A typical BI infrastructure revolves around several databases, maybe one or more data warehouses and data marts, and one or more reporting systems. Within the most basic scenario, the data flow is unidirectional from databases to data warehouse/marts, reports being built on top of the data warehouse/marts or directly on the IS’ databases. In more complex scenarios, the data can flow between the various ISs when they were integrated, and even between data warehouses/marts, within a unidirectional or bidirectional flow.  Unless the reports are based directly on the ISs’ databases, such architectures lead to data duplication, conversions between complex schemas, delays between the various layers, to mention just a few of the most important implications. In some point in time the complexity falls down on you.

One of the problems I met is that a considerable percent of the IS are not developed to address BI requirements. It starts with data validation, with the way data are modeled, structured, formatted and made available for BI consumption. If you want to increase the quality of your data, you have sooner or later to address them. It’s important thus the degree to which the systems are designed to cover the BI needs in particular, and decision making in general. This presumes that BI requirements need to be addressed in early phases of implementations, software design or when tools are consider for purchase.

In addition many ISs come with their own (standard) reports or reporting frameworks, becoming thus part of your BI infrastructure, intended or unintended. Even if such reports are intended to cover basic immediate reporting requirements, they not always so easy to consume, the logic behind them is not visible, are hard to extend, are not always tested, the additional reports built in other tools need to be synchronized with them, etc.

Partners

We gather huge volumes of data, we are drowning in it; we want to take decision rooted in data and get visibility into the past, actual and future state of business. How can we achieve that if we don’t have the knowledge and human resources to achieve that? “Partners” is the magic word – external suppliers specialized, in theory, to provide this kind of services: BI analysts and developers, business analysts, data miners, and other IT professionals work together in order to build your BI infrastructure. One detail many people forget is that BI tools provide potentiality; are the skills and knowledge of those working with them that transforms that potentiality into success.

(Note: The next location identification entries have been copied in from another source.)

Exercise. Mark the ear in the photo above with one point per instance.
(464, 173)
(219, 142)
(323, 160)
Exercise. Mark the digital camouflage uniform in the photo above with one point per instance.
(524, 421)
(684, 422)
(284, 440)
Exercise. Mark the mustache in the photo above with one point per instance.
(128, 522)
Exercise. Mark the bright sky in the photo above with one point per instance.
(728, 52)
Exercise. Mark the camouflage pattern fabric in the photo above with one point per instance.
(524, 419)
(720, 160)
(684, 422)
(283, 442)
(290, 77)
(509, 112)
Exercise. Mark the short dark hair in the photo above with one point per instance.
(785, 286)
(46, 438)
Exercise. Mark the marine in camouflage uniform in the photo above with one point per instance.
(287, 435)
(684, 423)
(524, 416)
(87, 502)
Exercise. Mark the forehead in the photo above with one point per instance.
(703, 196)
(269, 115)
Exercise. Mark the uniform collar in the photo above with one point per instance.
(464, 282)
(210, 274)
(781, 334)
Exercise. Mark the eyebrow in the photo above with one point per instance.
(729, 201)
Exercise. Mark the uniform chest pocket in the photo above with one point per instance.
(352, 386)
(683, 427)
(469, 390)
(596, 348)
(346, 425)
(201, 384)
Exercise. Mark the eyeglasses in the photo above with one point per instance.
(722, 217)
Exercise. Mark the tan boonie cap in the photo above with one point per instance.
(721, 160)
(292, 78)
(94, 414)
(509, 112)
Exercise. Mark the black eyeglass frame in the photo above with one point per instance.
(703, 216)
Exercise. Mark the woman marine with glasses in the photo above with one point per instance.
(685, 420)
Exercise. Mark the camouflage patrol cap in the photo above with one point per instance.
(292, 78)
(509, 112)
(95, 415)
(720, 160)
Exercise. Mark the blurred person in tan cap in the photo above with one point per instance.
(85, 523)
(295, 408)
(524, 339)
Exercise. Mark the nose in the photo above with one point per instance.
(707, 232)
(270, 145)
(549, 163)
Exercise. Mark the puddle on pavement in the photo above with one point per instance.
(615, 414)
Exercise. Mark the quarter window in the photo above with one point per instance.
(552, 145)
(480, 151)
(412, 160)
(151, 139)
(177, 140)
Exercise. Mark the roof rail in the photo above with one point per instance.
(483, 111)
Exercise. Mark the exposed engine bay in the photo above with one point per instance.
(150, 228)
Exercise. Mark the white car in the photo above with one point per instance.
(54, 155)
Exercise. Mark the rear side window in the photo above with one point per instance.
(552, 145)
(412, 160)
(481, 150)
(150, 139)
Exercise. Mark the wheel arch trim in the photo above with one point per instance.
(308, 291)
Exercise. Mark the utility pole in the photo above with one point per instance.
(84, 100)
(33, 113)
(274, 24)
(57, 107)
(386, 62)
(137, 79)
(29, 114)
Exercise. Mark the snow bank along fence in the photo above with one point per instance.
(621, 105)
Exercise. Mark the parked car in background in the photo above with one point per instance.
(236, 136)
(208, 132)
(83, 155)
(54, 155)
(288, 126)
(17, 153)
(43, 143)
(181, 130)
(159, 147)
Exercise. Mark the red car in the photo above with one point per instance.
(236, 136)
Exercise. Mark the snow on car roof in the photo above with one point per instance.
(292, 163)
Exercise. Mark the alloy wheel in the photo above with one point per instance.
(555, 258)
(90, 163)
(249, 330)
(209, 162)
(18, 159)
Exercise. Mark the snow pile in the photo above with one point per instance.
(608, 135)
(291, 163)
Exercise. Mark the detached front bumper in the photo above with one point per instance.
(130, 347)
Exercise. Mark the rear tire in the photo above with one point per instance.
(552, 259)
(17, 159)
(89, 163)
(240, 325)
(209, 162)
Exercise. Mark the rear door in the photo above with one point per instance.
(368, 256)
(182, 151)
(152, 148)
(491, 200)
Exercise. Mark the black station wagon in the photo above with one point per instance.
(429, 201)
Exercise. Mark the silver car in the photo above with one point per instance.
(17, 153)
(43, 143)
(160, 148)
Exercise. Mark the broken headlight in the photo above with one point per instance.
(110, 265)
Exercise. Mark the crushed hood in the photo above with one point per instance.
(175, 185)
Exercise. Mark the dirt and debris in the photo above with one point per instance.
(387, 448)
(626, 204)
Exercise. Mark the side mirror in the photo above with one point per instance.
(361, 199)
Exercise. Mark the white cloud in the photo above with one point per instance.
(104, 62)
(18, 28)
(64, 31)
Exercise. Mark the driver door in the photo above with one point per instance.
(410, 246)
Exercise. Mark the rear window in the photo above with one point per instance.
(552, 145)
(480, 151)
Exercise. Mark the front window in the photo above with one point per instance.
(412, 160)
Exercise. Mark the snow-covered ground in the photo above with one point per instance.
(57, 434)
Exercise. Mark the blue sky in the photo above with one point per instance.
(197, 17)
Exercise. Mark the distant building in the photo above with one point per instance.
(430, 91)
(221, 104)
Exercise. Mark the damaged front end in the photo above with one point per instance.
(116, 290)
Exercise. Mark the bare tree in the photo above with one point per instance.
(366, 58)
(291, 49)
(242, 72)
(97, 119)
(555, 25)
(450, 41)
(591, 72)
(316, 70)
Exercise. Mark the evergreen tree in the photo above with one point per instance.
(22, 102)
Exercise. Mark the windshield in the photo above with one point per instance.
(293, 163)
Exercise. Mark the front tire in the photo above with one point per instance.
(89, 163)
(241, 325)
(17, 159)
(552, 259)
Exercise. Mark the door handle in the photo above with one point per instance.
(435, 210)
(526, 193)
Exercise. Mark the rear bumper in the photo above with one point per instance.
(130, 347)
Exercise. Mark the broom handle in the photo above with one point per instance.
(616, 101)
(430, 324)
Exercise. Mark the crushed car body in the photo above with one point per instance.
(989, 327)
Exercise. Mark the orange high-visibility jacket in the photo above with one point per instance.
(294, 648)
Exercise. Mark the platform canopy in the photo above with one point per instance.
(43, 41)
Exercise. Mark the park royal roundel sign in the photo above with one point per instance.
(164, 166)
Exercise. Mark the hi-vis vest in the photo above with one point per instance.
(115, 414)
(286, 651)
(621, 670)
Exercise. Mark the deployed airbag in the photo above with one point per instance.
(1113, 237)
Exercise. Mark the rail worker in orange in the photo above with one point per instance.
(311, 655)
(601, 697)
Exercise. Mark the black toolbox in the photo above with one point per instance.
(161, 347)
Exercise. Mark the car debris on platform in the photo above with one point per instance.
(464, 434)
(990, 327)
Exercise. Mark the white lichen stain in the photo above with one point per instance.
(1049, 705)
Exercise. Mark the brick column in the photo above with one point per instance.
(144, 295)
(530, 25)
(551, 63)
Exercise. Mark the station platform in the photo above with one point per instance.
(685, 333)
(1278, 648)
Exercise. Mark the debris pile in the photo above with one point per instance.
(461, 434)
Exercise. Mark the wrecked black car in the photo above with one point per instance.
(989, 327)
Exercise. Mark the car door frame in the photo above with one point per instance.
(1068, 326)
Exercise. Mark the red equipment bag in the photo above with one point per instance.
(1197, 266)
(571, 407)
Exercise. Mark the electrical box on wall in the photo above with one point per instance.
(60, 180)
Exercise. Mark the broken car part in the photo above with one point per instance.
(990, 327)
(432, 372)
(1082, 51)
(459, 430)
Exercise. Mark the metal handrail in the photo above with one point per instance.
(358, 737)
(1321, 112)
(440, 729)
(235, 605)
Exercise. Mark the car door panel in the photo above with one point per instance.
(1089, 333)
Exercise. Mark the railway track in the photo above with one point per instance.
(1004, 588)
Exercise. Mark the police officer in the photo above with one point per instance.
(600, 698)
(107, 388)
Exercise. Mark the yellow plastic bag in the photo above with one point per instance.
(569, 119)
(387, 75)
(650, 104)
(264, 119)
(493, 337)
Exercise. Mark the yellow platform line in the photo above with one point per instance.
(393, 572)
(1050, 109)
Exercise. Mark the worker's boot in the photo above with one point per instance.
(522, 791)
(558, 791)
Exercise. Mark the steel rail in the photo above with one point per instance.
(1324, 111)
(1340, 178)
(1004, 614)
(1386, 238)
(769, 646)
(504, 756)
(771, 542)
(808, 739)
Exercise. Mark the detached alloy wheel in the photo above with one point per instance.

On their capabilities depends the success of such projects. Not to forget that BI projects are similar to other IT projects, falling under same type of fallacies plus a few other fallacies of their own derived from exploratory and complex nature of BI projects.

There is a dual nature also in “partners” perspective – except the external perspective which concerns the external partners and the IT department or the business as a whole, there is also the internal perspective in which the IT department plays again a central role. I heard it often loudly affirmed that the other departments are customers of the IT department, or the reciprocal. I have seen also this conception brought to extreme, in which the IT had no word to say in what concerns the IT infrastructure in general, respectively the BI infrastructure in particular. As long the IT department isn’t treated as a business partner, an organization will be more likely sabotaged from inside. Sabotage it’s a word too strong maybe, though it kind of reflects the state of art.

People

Same as partners, people perspective includes a considerable variety of types: IT staff, executives, managers, end-users and other types of stakeholders, each of them with a word to say, grouped in various groups of interests that don’t always converge, situations in which politics plays a major role. It’s actually interesting to see how the decision for a given BI solution is made, how the solution takes its place into the landscape, how it’s used and misused, how personalities and knowledge harness it or stand in the way. I feel that there are organizations (people) which do BI just for the sake of doing something, copying sometimes recipes of success, without uniting the dots, without clear goals and strategy. There are people who juggle with numbers and BI concepts without knowing their meaning and what they involve. This aspect is reflected in how BI tools are selected, implemented and used.

Having the best tools, consultants and highest data quality, won’t guarantee the success of BI initiative without users’ acceptance, without teaching them how to make constructive use of tools and data, on how to use and built models in order to solve the problems the business is confronted with, on how to address strategic, tactical and operational requirements. The transformation from a robot to a knowledge worker doesn’t happen over night. Is needed to make people aware of the various aspects of BI – data quality, process and data ownership, on how models can be used and misused, on how models evolve or become obsolete, how the BI infrastructure has to evolve with the business’ dynamics. There are so many aspects that need to be considered. It’s a continuous learning process.

Processes

In processes' perspective can be depicted a dual nature too. First of all we have to consider the processes which are used to manage efficiently and effectively the whole BI infrastructure. They are widely discussed in various methodologies like ITIL, whose implementation is thoroughly documented. Secondly, it’s the reflection of departmental processes within the various data perspectives – how they are measured, and how the measurements are further used for continuous improvement. 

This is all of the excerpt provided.